Millions of Americans who lost manufacturing jobs during the 2000s have long ”known” China was to blame, not robots. Evidently many academics who’ve studied the issue are finally drawing the same conclusion.
For years economists have viewed the increased role of automation in the computer age as the culprit for some 6 million lost jobs from 1999 to 2010 — one-third of all U.S. manufacturing employment. Firms adopted new technologies to boost production, the thinking goes, and put workers out of the job in the process. Plants could make more stuff with fewer people.
In the past several years fresh thinking by economists such as David Autor of MIT has challenged that view. The latest research to poke holes in the theory of automation-is-to-blame is from Susan Houseman of the Upjohn Institute.

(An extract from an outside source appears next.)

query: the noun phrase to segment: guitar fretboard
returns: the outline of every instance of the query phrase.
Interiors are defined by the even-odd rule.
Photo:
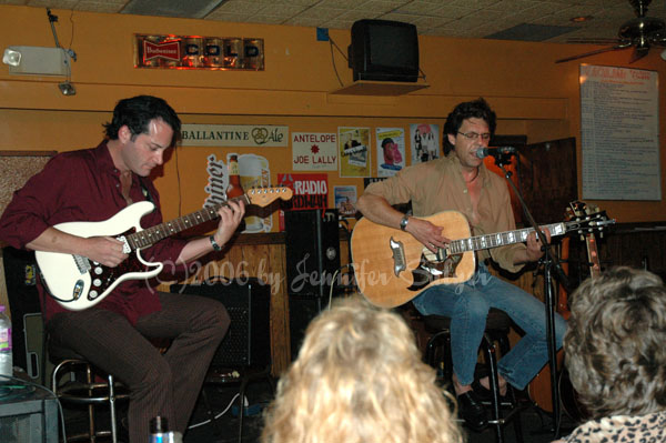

Now academic research tends to be dry and complicated, but Houseman’s findings boil down to this: The government for decades has vastly overestimated the growth of productivity in the American manufacturing sector. It’s been growing no faster, really, than the rest of the economy.
What that means is, the adoption of technology is not the chief reason why millions of working-class Americans lost their jobs in a vast region stretching from the mouth of the Mississippi river to the shores of the Great Lakes. Nor was it inevitable.
Autor and now Houseman contend the introduction of China into the global trading system is root cause of the job losses.
Put another way, President Bill Clinton and political leaders who succeeded him accepted the risk that the U.S. would suffer short-term economic harm from opening the U.S. to Chinese exports in hopes of long-run gains of a more stable China.